How to deploy YOLO8 on IMX8MP?

cancel
Showing results for 
Show  only  | Search instead for 
Did you mean: 

How to deploy YOLO8 on IMX8MP?

1,665 Views
Joshua2
Contributor II

Hi ,

HW: imx8mp-evk.
SW: LF_v5.10.72-2.2.0_images_IMX8MPEVK
PC: ubuntu20.04
Reference document: i.MX_Machine_Learning_User's_Guide.pdf


We are deploying YOLO8 on IMX8MP, but we are encountering issues.
URL: https://github.com/NXP/eiq-model-zoo.git
branch: main
commit: 58c2b002e9f64f39b8c43e896e00446298544a33


We refer to the README.md of eiq-model-zoo/tasks/visit/object-detection/yolov8


1) The script 'bash recipe. sh' was not found.
2)‘’yolo export model=yolov8n.pt imgsz=640 format=tflite int8 separate_outputs=True”, an error was reported.

///

imx8mp@E480:~/git/imx8mp/cyberbee/NFS/gst/ultralytics_yolov8$ yolo export model=yolov8n.pt imgsz=640 format=tflite int8 separate_outputs=True
Traceback (most recent call last):
File "/usr/local/bin/yolo", line 8, in <module>
sys.exit(entrypoint())
File "/home/xhwang/.local/lib/python3.8/site-packages/ultralytics/cfg/__init__.py", line 903, in entrypoint
check_dict_alignment(full_args_dict, overrides)
File "/home/xhwang/.local/lib/python3.8/site-packages/ultralytics/cfg/__init__.py", line 485, in check_dict_alignment
raise SyntaxError(string + CLI_HELP_MSG) from e
SyntaxError: 'separate_outputs' is not a valid YOLO argument.

Arguments received: ['yolo', 'export', 'model=yolov8n.pt', 'imgsz=640', 'format=tflite', 'int8', 'separate_outputs=True']. Ultralytics 'yolo' commands use the following syntax:

yolo TASK MODE ARGS

''''''''''''''''''''''''

 

Thanks,

Joshua

 

0 Kudos
Reply
8 Replies

1,516 Views
Joshua2
Contributor II

Hi Zhiming,

    The problem with YOLO's reasoning is still unresolved and we need your help.

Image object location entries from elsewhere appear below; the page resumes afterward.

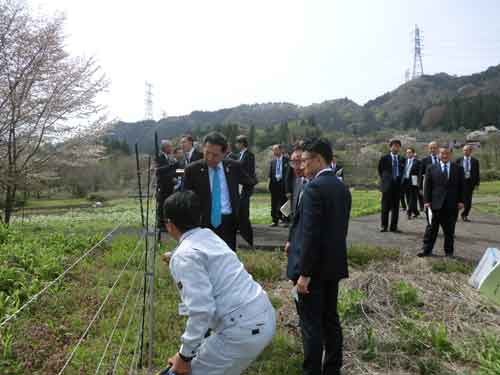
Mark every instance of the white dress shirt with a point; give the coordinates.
(447, 166)
(212, 283)
(225, 201)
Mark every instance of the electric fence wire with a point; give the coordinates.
(119, 316)
(101, 307)
(64, 273)
(134, 314)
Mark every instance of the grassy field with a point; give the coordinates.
(364, 202)
(490, 189)
(401, 315)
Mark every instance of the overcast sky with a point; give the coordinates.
(208, 55)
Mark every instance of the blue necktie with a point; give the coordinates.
(394, 168)
(215, 216)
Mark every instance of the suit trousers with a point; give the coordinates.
(468, 192)
(227, 230)
(390, 203)
(411, 193)
(162, 194)
(237, 340)
(446, 218)
(321, 330)
(278, 199)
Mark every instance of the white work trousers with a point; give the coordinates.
(237, 340)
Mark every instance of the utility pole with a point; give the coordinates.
(148, 101)
(418, 67)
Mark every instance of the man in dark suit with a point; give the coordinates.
(278, 169)
(215, 180)
(472, 178)
(247, 160)
(317, 258)
(190, 152)
(443, 195)
(410, 182)
(295, 180)
(390, 171)
(166, 166)
(337, 168)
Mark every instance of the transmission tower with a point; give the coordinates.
(148, 102)
(407, 75)
(418, 67)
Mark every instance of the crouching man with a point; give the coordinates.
(217, 293)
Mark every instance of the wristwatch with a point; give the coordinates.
(185, 359)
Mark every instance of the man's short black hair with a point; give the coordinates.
(188, 137)
(183, 209)
(243, 140)
(216, 138)
(395, 142)
(320, 146)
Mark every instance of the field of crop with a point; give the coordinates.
(401, 315)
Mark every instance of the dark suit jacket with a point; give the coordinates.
(474, 170)
(165, 173)
(424, 164)
(272, 171)
(385, 172)
(248, 165)
(444, 192)
(319, 230)
(196, 179)
(195, 156)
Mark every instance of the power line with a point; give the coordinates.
(118, 318)
(418, 67)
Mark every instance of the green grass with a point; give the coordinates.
(489, 188)
(362, 255)
(364, 202)
(492, 208)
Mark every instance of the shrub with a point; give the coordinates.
(405, 295)
(349, 304)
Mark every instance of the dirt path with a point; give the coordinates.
(472, 238)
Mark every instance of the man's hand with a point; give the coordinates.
(287, 248)
(303, 284)
(179, 366)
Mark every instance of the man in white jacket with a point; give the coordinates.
(217, 293)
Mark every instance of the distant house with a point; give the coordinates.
(482, 134)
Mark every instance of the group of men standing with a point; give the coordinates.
(216, 179)
(438, 185)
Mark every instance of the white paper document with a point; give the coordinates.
(295, 294)
(286, 209)
(488, 262)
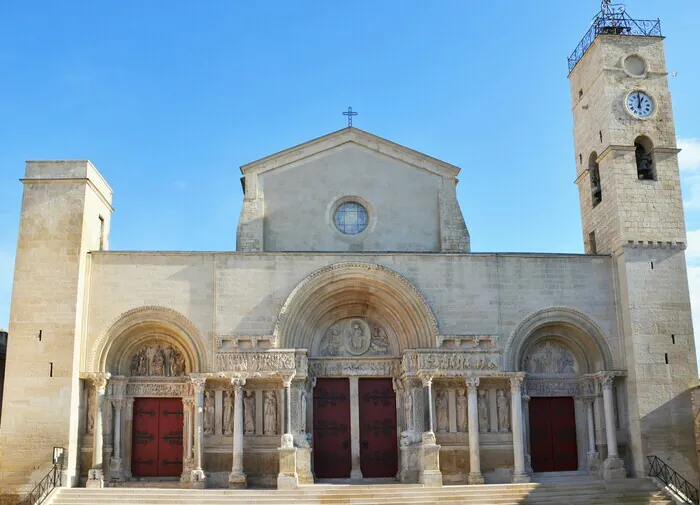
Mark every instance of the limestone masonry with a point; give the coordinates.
(353, 334)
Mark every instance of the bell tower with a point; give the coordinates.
(631, 208)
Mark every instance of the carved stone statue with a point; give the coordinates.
(158, 363)
(228, 412)
(90, 407)
(461, 411)
(503, 411)
(249, 412)
(441, 411)
(270, 410)
(483, 412)
(408, 407)
(177, 363)
(209, 413)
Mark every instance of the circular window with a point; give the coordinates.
(634, 65)
(351, 218)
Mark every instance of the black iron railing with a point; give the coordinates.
(613, 20)
(670, 477)
(50, 481)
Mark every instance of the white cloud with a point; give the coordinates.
(689, 157)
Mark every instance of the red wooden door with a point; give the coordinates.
(170, 425)
(378, 448)
(553, 434)
(332, 428)
(157, 437)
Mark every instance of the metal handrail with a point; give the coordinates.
(50, 481)
(670, 477)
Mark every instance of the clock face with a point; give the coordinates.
(640, 104)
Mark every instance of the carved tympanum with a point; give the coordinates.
(158, 360)
(550, 357)
(354, 337)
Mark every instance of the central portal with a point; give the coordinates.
(333, 444)
(157, 437)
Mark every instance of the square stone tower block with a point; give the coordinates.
(66, 209)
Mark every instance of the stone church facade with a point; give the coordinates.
(353, 335)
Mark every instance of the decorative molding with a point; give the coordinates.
(556, 315)
(353, 367)
(449, 363)
(97, 357)
(283, 316)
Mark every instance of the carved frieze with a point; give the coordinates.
(550, 357)
(158, 389)
(348, 367)
(354, 337)
(450, 363)
(257, 362)
(158, 360)
(553, 387)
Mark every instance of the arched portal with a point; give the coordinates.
(560, 350)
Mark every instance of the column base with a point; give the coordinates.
(237, 479)
(287, 478)
(95, 478)
(593, 462)
(614, 468)
(475, 478)
(430, 474)
(520, 478)
(197, 479)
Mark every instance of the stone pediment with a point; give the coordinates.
(357, 137)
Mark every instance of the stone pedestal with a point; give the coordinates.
(288, 478)
(95, 478)
(430, 474)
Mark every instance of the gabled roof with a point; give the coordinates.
(355, 136)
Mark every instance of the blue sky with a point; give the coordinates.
(168, 99)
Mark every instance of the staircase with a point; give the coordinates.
(554, 491)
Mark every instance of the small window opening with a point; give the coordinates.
(591, 243)
(594, 174)
(102, 233)
(644, 157)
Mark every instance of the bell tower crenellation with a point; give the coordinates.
(631, 208)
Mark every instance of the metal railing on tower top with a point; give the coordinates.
(613, 20)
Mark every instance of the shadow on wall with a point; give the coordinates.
(3, 355)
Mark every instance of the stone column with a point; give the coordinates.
(430, 474)
(197, 477)
(516, 411)
(128, 436)
(355, 471)
(187, 430)
(288, 477)
(96, 473)
(475, 476)
(237, 477)
(526, 420)
(613, 467)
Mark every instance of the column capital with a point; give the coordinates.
(99, 379)
(198, 383)
(238, 382)
(516, 382)
(287, 377)
(426, 376)
(606, 379)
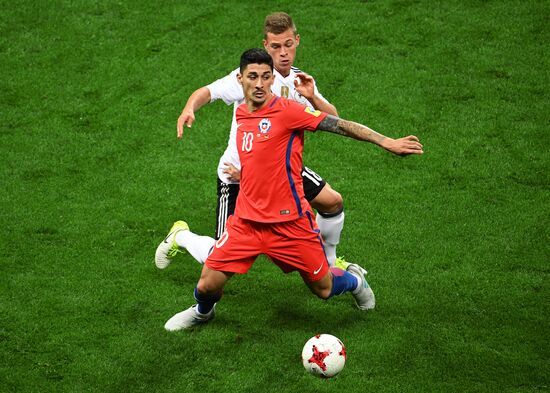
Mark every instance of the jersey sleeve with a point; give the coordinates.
(227, 89)
(300, 117)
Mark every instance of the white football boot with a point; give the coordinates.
(188, 319)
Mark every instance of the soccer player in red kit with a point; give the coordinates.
(272, 216)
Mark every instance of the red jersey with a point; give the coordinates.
(270, 142)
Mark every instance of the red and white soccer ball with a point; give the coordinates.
(324, 355)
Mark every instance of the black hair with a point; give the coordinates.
(255, 56)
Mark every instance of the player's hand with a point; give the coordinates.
(305, 85)
(186, 118)
(403, 146)
(233, 174)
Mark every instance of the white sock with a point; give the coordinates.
(198, 246)
(331, 228)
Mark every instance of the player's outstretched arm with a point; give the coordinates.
(306, 87)
(402, 146)
(197, 100)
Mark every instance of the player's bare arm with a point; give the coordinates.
(402, 146)
(197, 100)
(306, 87)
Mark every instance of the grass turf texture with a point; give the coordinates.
(457, 241)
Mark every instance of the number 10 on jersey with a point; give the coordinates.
(248, 137)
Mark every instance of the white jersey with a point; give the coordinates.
(230, 91)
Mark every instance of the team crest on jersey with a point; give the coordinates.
(264, 126)
(312, 111)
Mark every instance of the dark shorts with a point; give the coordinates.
(227, 196)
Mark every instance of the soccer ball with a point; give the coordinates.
(324, 355)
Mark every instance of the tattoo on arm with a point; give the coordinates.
(350, 129)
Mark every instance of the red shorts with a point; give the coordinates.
(292, 245)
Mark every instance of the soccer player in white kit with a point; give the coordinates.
(280, 41)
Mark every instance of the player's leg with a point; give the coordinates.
(337, 282)
(227, 198)
(296, 245)
(330, 210)
(234, 252)
(207, 293)
(179, 238)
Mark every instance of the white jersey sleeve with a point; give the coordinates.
(227, 89)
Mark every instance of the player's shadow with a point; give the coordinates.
(316, 315)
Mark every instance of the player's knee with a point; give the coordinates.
(205, 287)
(322, 293)
(329, 201)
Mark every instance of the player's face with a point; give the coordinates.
(257, 80)
(282, 48)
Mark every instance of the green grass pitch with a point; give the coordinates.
(456, 242)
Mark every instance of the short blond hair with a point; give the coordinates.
(278, 23)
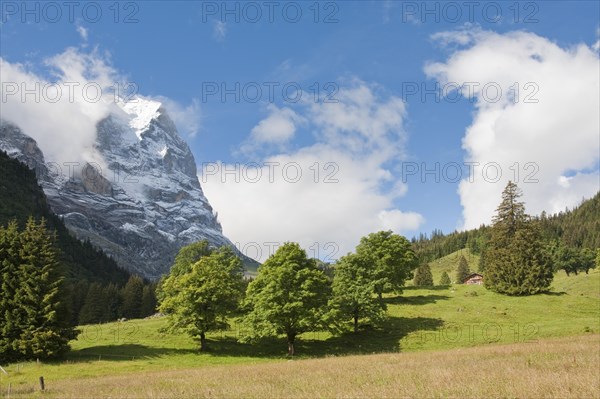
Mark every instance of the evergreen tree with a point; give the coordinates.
(43, 313)
(423, 276)
(93, 310)
(205, 296)
(462, 270)
(9, 283)
(287, 297)
(148, 301)
(132, 295)
(353, 295)
(445, 280)
(391, 257)
(517, 263)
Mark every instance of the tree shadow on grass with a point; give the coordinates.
(123, 352)
(554, 293)
(414, 300)
(382, 339)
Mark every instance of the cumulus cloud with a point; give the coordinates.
(82, 32)
(60, 102)
(278, 127)
(187, 118)
(541, 128)
(219, 30)
(62, 107)
(324, 195)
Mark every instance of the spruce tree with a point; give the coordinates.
(517, 263)
(93, 309)
(9, 283)
(423, 276)
(445, 280)
(148, 301)
(112, 303)
(462, 271)
(43, 315)
(132, 297)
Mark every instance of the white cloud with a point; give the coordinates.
(187, 118)
(219, 30)
(82, 32)
(554, 124)
(279, 127)
(64, 106)
(340, 195)
(64, 109)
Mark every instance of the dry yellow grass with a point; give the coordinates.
(558, 368)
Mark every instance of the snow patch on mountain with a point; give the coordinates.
(144, 203)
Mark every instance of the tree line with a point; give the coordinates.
(293, 294)
(37, 310)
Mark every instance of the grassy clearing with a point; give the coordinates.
(420, 320)
(565, 368)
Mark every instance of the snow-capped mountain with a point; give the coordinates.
(141, 202)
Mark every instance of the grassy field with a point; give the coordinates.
(466, 322)
(561, 368)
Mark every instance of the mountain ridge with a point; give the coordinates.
(141, 202)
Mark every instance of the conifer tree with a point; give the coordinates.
(132, 297)
(462, 271)
(517, 263)
(423, 276)
(9, 283)
(148, 301)
(43, 315)
(445, 280)
(93, 310)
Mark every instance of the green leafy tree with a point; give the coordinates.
(132, 297)
(41, 309)
(392, 259)
(288, 296)
(445, 280)
(353, 295)
(462, 270)
(201, 299)
(423, 276)
(517, 262)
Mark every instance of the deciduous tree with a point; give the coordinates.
(287, 297)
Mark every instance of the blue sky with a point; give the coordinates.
(371, 52)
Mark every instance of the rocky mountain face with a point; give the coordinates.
(142, 203)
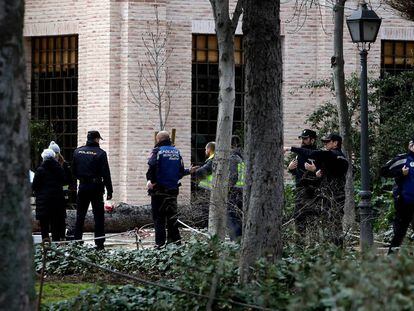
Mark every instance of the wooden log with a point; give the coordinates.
(124, 217)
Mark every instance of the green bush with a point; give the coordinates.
(318, 278)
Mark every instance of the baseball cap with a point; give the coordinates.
(93, 135)
(333, 137)
(307, 133)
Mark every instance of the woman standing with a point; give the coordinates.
(50, 201)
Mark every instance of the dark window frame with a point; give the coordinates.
(205, 90)
(394, 67)
(54, 87)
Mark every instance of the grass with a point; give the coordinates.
(57, 291)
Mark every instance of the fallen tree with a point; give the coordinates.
(126, 217)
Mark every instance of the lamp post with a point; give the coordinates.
(363, 26)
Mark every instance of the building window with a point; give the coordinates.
(54, 87)
(205, 90)
(397, 56)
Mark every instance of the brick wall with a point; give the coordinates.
(111, 47)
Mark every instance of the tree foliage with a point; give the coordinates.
(391, 117)
(319, 278)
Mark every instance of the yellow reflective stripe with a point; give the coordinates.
(241, 172)
(207, 182)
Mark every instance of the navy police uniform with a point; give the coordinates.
(331, 192)
(165, 169)
(306, 213)
(403, 193)
(90, 167)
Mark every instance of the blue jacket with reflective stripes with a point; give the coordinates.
(404, 185)
(165, 166)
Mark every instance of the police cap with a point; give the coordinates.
(332, 137)
(307, 133)
(94, 134)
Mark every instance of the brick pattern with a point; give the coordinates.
(111, 47)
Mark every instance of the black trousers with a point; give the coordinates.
(403, 216)
(306, 213)
(234, 213)
(94, 196)
(54, 222)
(164, 212)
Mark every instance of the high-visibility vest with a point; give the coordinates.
(241, 173)
(207, 182)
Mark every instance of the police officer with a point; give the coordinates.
(90, 167)
(205, 173)
(165, 169)
(236, 184)
(330, 165)
(306, 214)
(401, 168)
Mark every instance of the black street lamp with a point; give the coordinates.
(363, 26)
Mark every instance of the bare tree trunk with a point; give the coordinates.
(16, 264)
(263, 194)
(341, 101)
(225, 28)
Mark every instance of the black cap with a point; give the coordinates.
(333, 137)
(307, 133)
(94, 134)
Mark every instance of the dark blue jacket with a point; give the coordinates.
(333, 163)
(302, 159)
(165, 166)
(404, 185)
(90, 166)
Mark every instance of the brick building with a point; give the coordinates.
(83, 61)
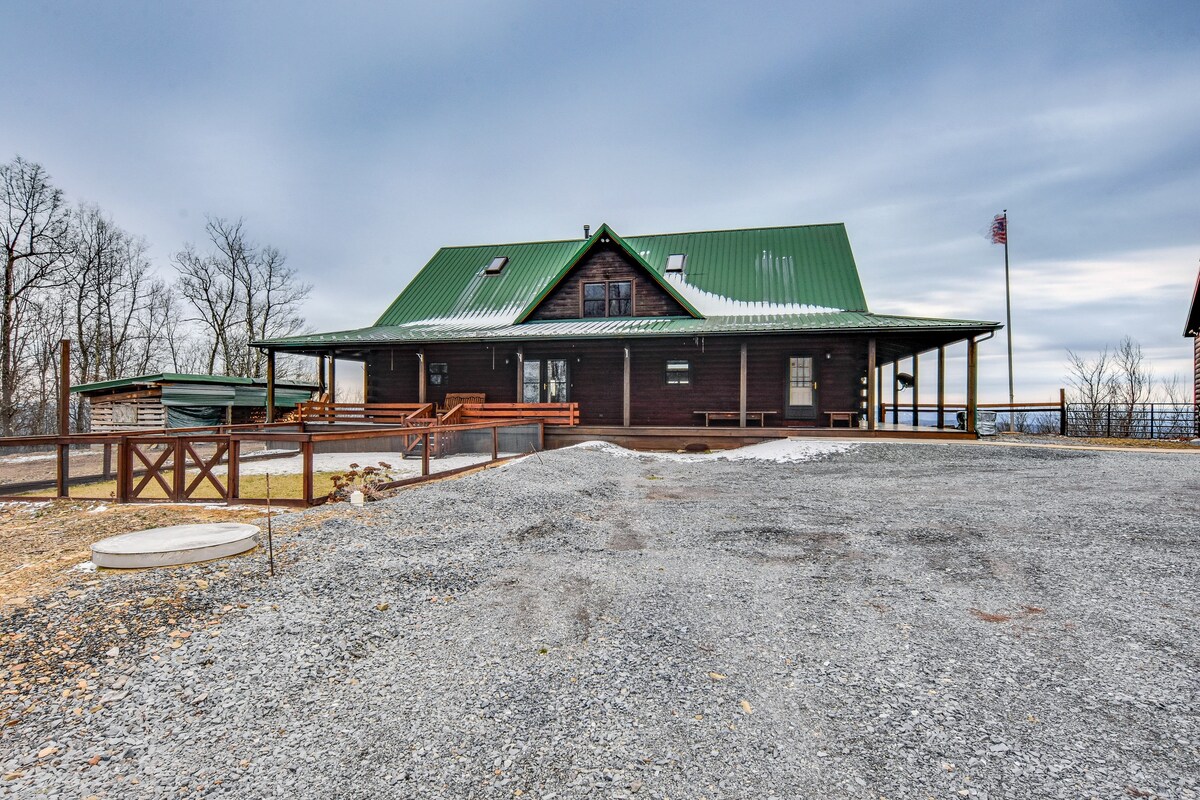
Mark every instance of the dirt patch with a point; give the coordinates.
(40, 541)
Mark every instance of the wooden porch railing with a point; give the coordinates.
(413, 414)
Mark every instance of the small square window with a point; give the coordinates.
(621, 299)
(678, 373)
(593, 299)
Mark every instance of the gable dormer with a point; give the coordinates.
(607, 280)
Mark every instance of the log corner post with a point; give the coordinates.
(270, 385)
(743, 379)
(871, 384)
(972, 384)
(627, 394)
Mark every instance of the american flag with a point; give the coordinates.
(1000, 229)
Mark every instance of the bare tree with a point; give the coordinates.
(106, 298)
(239, 293)
(34, 228)
(1091, 382)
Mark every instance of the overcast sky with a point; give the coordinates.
(361, 137)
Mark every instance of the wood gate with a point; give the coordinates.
(168, 468)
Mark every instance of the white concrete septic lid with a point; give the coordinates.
(174, 545)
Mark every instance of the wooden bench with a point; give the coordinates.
(849, 417)
(735, 416)
(465, 398)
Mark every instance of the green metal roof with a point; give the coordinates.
(181, 378)
(636, 326)
(754, 280)
(804, 265)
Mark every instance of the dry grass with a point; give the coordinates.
(40, 541)
(288, 486)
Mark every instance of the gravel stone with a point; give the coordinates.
(898, 620)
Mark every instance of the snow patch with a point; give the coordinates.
(781, 451)
(25, 459)
(714, 305)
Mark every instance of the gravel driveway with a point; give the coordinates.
(877, 620)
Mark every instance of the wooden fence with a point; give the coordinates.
(183, 464)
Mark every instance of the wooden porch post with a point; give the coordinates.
(916, 384)
(627, 391)
(879, 390)
(742, 388)
(972, 383)
(333, 378)
(270, 385)
(520, 374)
(871, 384)
(895, 392)
(64, 449)
(941, 386)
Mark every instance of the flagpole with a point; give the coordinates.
(1008, 328)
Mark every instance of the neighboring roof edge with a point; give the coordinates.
(1192, 329)
(184, 378)
(579, 254)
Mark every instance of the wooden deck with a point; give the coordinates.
(725, 438)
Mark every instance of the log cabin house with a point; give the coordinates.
(765, 328)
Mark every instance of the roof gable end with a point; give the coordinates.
(604, 235)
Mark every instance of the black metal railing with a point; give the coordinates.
(1132, 420)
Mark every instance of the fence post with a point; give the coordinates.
(179, 471)
(306, 449)
(124, 469)
(232, 471)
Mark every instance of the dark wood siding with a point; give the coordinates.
(597, 376)
(601, 264)
(394, 376)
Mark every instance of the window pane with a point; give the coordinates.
(678, 373)
(799, 382)
(531, 390)
(619, 304)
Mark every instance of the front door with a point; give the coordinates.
(546, 380)
(801, 401)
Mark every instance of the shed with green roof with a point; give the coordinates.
(767, 324)
(169, 400)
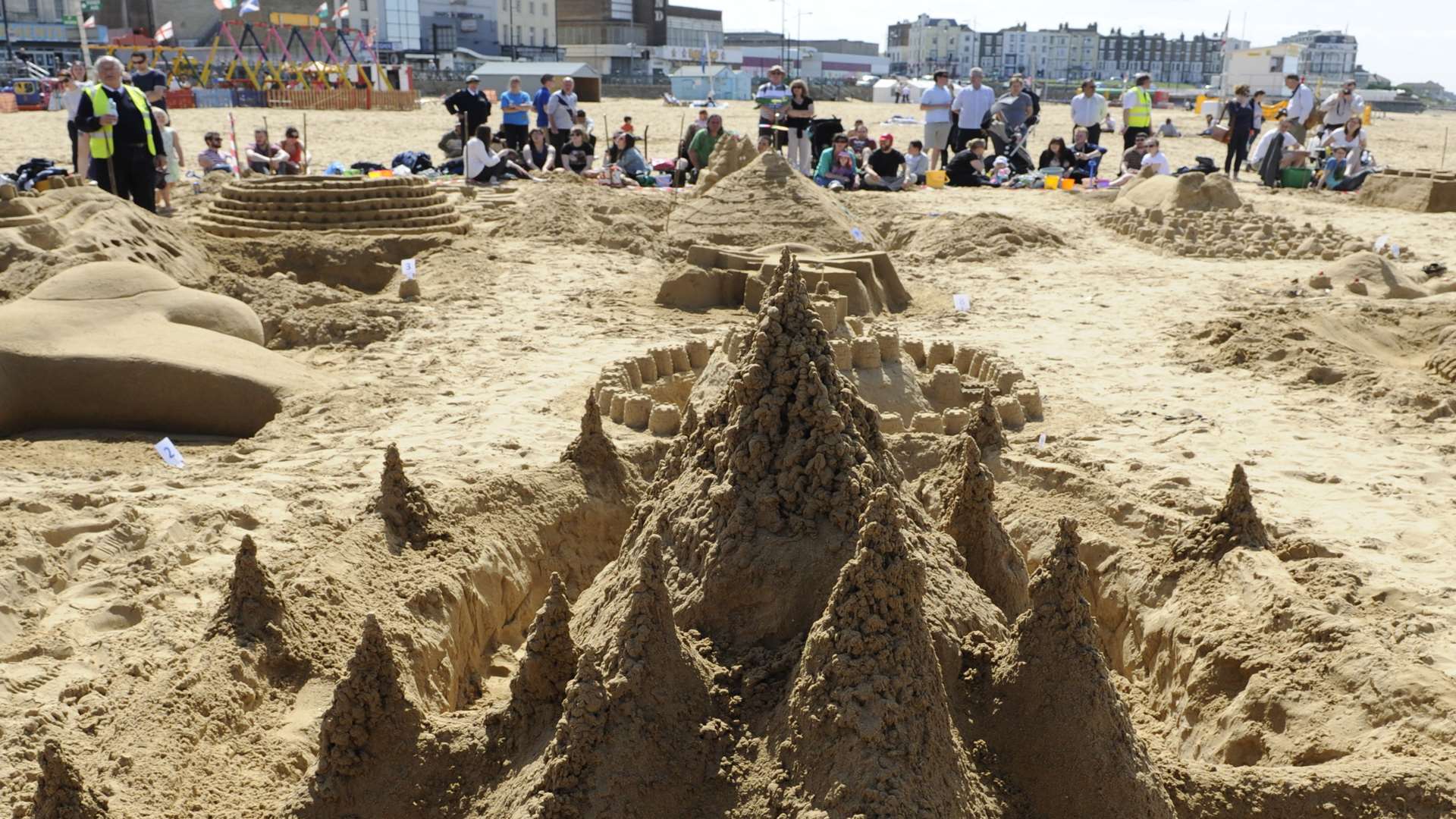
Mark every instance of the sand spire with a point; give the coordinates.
(1059, 727)
(408, 513)
(1235, 525)
(60, 792)
(870, 725)
(990, 558)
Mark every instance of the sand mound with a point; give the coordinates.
(733, 212)
(1365, 271)
(1190, 191)
(60, 792)
(977, 237)
(731, 153)
(44, 235)
(1228, 235)
(1423, 191)
(1059, 725)
(121, 346)
(264, 206)
(1235, 526)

   IMAGE: LF_v6.6.52-2.2.0_images_IMX8MPEVK

   I tried using NPU inference, but the speed was very slow. The CPU takes about 50ms, but the NPU requires 3500ms. Is there a problem with the configuration?

NPU:

python3 main.py --model yolov8n_full_integer_quant.tflite --img image.jpg --conf-thres 0.5 --iou-thres 0.5
INFO: Vx delegate: allowed_cache_mode set to 0.
INFO: Vx delegate: device num set to 0.
INFO: Vx delegate: allowed_builtin_code set to 0.
INFO: Vx delegate: error_during_init set to 0.
INFO: Vx delegate: error_during_prepare set to 0.
INFO: Vx delegate: error_during_invoke set to 0.
W [HandleLayoutInfer:332]Op 162: default layout inference pass.
W [HandleLayoutInfer:332]Op 162: default layout inference pass.
W [HandleLayoutInfer:332]Op 162: default layout inference pass.
W [HandleLayoutInfer:332]Op 162: default layout inference pass.
W [HandleLayoutInfer:332]Op 162: default layout inference pass.
W [HandleLayoutInfer:332]Op 162: default layout inference pass.
W [HandleLayoutInfer:332]Op 162: default layout inference pass.


##########Inference time: 3446.0 ms

img_width 256 img_height 256
[[[ 2.6509 15.906 15.906 ... 145.8 178.94 243.89]
[ 7.9528 11.929 11.929 ... 198.82 185.57 189.54]
[ 6.6274 33.137 35.788 ... 214.73 145.8 59.646]
...
[ 0 0 0 ... 0 0 0]
[ 0 0 0 ... 0 0 0]
[ 0 0 0 ... 0 0 0]]]
[32.7551794052124, 240.449116230011, 771.6738510131836, 469.714515209198] 0.8750193 5
[57.9184627532959, 394.2247134447098, 162.1633529663086, 508.8573968410492] 0.7973549 0
[675.8167366683483, 455.7349169254303, 134.20414835214615, 419.387948513031] 0.7507562 0
[222.8777128458023, 402.6124691963196, 123.0204713344574, 447.3471450805664] 0.6316708 0

 

CPU:

python3 main.py --model yolov8n_full_integer_quant.tflite --img image.jpg --conf-thres 0.5 --iou-thres 0.5
INFO: Created TensorFlow Lite XNNPACK delegate for CPU.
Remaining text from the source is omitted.